Jsam doesn't try to gain as much performance as possible; tuning JSON reading
and writing is pretty challenging. But so far, the library is not as bad as you
might think! It's two times slower that Jsonista and slightly slower than
Cheshire. But it's times faster than data.json which is written in pure Clojure
and thus is so slow.

The chart below renders my measures of reading a 100MB Json file. Then the data
read from this file were dumped into a string.
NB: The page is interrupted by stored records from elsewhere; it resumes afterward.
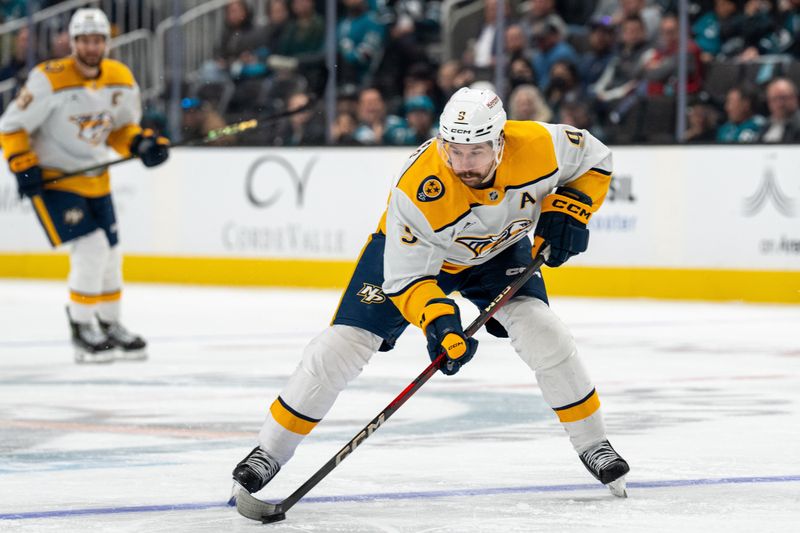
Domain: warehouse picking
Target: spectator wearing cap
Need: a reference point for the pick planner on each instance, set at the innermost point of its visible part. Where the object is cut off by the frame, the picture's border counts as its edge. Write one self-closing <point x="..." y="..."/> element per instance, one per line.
<point x="198" y="119"/>
<point x="300" y="45"/>
<point x="419" y="125"/>
<point x="650" y="14"/>
<point x="516" y="44"/>
<point x="743" y="124"/>
<point x="783" y="124"/>
<point x="715" y="27"/>
<point x="361" y="40"/>
<point x="615" y="91"/>
<point x="702" y="121"/>
<point x="483" y="50"/>
<point x="12" y="9"/>
<point x="548" y="36"/>
<point x="373" y="121"/>
<point x="601" y="50"/>
<point x="661" y="70"/>
<point x="564" y="86"/>
<point x="300" y="128"/>
<point x="536" y="11"/>
<point x="527" y="103"/>
<point x="520" y="72"/>
<point x="446" y="78"/>
<point x="343" y="129"/>
<point x="17" y="66"/>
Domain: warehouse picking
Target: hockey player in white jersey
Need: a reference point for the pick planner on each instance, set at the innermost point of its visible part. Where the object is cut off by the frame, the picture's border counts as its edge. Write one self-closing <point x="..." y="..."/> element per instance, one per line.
<point x="458" y="220"/>
<point x="72" y="113"/>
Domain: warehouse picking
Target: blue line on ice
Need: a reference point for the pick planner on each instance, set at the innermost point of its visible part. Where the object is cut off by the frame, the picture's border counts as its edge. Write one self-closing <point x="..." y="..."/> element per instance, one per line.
<point x="409" y="496"/>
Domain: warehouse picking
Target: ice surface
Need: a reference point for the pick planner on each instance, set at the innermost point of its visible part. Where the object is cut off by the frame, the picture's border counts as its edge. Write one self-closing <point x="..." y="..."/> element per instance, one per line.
<point x="703" y="400"/>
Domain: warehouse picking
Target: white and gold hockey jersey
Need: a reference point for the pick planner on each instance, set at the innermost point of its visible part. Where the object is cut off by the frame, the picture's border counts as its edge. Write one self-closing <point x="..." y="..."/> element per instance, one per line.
<point x="436" y="223"/>
<point x="72" y="122"/>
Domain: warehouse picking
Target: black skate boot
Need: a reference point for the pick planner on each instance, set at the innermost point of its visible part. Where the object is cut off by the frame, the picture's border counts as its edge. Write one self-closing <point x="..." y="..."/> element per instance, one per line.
<point x="605" y="464"/>
<point x="131" y="347"/>
<point x="255" y="470"/>
<point x="91" y="344"/>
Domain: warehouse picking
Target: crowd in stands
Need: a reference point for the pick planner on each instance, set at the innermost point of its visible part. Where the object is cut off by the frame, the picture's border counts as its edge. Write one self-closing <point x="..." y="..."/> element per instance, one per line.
<point x="610" y="66"/>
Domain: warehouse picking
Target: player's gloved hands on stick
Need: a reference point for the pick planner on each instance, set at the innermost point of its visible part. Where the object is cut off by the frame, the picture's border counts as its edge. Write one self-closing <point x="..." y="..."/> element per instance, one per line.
<point x="441" y="322"/>
<point x="25" y="167"/>
<point x="562" y="224"/>
<point x="152" y="149"/>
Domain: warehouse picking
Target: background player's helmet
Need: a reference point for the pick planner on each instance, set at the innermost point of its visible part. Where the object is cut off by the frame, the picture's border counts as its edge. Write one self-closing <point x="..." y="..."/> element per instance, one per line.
<point x="89" y="21"/>
<point x="472" y="116"/>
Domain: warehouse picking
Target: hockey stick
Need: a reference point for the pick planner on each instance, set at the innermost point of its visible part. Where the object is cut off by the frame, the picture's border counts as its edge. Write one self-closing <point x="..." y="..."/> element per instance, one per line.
<point x="228" y="130"/>
<point x="251" y="507"/>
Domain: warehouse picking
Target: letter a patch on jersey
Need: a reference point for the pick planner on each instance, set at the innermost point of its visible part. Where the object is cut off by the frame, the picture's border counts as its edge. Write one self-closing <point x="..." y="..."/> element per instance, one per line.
<point x="575" y="137"/>
<point x="371" y="294"/>
<point x="526" y="198"/>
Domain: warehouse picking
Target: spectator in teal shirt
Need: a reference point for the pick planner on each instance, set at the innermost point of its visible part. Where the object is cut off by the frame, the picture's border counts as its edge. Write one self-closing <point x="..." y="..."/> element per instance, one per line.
<point x="361" y="40"/>
<point x="743" y="124"/>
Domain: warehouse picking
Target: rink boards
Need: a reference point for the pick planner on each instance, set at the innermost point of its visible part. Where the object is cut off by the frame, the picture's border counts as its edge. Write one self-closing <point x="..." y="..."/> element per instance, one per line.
<point x="712" y="222"/>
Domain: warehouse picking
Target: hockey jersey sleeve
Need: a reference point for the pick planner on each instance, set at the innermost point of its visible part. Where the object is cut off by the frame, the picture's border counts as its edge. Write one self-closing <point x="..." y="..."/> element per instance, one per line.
<point x="126" y="121"/>
<point x="585" y="162"/>
<point x="413" y="257"/>
<point x="26" y="113"/>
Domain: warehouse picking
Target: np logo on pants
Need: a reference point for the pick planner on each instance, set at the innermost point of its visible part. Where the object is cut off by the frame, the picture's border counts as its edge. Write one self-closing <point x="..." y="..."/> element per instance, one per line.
<point x="371" y="294"/>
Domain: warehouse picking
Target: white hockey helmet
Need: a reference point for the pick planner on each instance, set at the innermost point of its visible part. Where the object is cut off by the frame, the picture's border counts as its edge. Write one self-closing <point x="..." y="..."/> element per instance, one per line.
<point x="472" y="116"/>
<point x="89" y="21"/>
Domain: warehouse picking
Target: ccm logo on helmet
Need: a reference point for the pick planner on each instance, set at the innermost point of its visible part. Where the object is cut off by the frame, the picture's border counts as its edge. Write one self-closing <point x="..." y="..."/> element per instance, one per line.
<point x="572" y="208"/>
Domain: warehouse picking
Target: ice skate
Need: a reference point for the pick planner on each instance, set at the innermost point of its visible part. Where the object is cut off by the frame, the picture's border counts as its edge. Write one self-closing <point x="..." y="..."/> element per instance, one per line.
<point x="255" y="470"/>
<point x="130" y="347"/>
<point x="606" y="465"/>
<point x="91" y="344"/>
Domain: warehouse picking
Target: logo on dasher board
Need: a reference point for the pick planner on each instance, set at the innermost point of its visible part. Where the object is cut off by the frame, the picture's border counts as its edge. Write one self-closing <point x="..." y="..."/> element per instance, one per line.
<point x="484" y="245"/>
<point x="265" y="181"/>
<point x="371" y="294"/>
<point x="769" y="192"/>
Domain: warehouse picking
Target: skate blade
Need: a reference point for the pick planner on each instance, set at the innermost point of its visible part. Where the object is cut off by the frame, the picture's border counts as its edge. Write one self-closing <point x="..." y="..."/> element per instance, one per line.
<point x="130" y="355"/>
<point x="618" y="488"/>
<point x="234" y="493"/>
<point x="86" y="358"/>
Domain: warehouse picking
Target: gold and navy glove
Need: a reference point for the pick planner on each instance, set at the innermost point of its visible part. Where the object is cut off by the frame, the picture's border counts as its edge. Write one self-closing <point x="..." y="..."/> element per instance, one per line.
<point x="441" y="322"/>
<point x="152" y="149"/>
<point x="562" y="224"/>
<point x="25" y="167"/>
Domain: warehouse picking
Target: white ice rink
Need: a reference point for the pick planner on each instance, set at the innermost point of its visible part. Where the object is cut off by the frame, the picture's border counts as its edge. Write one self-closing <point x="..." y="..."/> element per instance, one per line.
<point x="703" y="400"/>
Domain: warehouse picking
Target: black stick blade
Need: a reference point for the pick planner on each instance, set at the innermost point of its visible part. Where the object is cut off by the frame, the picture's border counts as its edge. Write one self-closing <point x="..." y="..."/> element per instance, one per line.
<point x="251" y="507"/>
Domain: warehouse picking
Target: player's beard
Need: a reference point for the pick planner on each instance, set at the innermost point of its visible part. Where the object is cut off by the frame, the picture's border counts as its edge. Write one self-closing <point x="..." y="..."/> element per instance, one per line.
<point x="471" y="178"/>
<point x="89" y="60"/>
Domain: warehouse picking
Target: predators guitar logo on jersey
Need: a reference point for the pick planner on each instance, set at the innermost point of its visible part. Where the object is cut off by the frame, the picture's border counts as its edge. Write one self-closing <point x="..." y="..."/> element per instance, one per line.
<point x="431" y="189"/>
<point x="93" y="128"/>
<point x="483" y="246"/>
<point x="371" y="294"/>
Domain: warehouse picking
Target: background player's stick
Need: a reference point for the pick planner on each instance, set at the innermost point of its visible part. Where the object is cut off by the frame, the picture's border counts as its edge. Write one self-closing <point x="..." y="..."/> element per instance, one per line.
<point x="251" y="507"/>
<point x="228" y="130"/>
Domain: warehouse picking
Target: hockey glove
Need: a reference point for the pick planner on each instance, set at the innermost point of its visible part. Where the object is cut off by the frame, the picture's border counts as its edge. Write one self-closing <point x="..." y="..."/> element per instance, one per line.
<point x="152" y="149"/>
<point x="25" y="167"/>
<point x="441" y="322"/>
<point x="562" y="224"/>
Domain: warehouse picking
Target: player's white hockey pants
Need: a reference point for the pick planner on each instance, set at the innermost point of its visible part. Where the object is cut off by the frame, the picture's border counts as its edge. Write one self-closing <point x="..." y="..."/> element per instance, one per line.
<point x="95" y="278"/>
<point x="338" y="354"/>
<point x="547" y="347"/>
<point x="330" y="361"/>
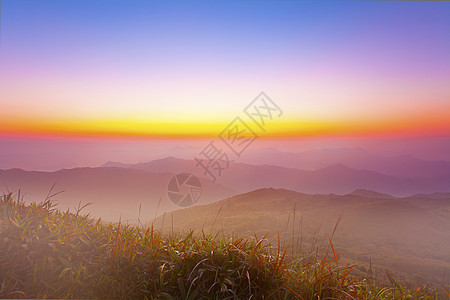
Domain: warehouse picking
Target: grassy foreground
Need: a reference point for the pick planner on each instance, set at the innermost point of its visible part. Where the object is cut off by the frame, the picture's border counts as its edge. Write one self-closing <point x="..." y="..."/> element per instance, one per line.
<point x="46" y="253"/>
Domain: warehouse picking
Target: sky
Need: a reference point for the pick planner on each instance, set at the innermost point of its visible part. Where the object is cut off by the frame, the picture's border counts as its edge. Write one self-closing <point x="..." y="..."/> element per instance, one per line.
<point x="72" y="70"/>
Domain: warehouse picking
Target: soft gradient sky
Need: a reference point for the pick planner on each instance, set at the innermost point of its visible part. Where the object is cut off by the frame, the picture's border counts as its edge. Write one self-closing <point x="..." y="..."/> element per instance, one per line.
<point x="187" y="68"/>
It's pretty clear that Jsam is
not the best nor the worst one in this competition. I'll keep the question of
performance for further work.

Measured on MacBook M3 Pro 36Gb.

![](/media/benches.svg)

[p-himik]: https://github.com/p-himik

Another benchmark made by [Eugene Pakhomov][p-himik]. Reading:

| size | jsam mean | data.json | cheshire | jsonista | jsoniter | charred |
|--------|-----------|-----------|----------|----------|----------|---------|
| 10 b | 182 ns | 302 ns | 800 ns | 230 ns | 101 ns | 485 ns |
| 100 b | 827 ns | 1 µs | 2 µs | 1 µs | 504 ns | 1 µs |
| 1 kb | 5 µs | 8 µs | 9 µs | 6 µs | 3 µs | 5 µs |
| 10 kb | 58 µs | 108 µs | 102 µs | 58 µs | 36 µs | 59 µs |
| 100 kb | 573 µs | 1 ms | 968 µs | 596 µs | 379 µs | 561 µs |

Writing:

| size | jsam mean | data.json | cheshire | jsonista | jsoniter | charred |
|--------|-----------|-----------|----------|----------|----------|---------|
| 10 b | 229 ns | 491 ns | 895 ns | 185 ns | 2 µs | 326 ns |
| 100 b | 2 µs | 3 µs | 2 µs | 540 ns | 3 µs | 351 ns |
| 1 kb | 14 µs | 14 µs | 8 µs | 3 µs | 8 µs | 88 ns |
| 10 kb | 192 µs | 165 µs | 85 µs | 29 µs | 96 µs | 10 µs |
| 100 kb | 2 ms | 2 ms | 827 µs | 325 µs | 881 µs | 88 µs |

Measured on i7-9700K.

## On Tests

One can be interested in how this library was tested. Although being considered
as a simple format, JSON has got plenty of surprises. Jsam has tree sets of
tests, namely:

[charred]: https://github.com/cnuernber/charred
[cnuernber]: https://github.com/cnuernber

- basic cases written by me;
- a large test suite borrowed from the [Charred library][charred]. Many thanks
to [Chris Nuernberger][cnuernber] who allowed me to use his code.
- an extra set of generative tests borrowed from the official
`clojure.data.json` library developed by Clojure team.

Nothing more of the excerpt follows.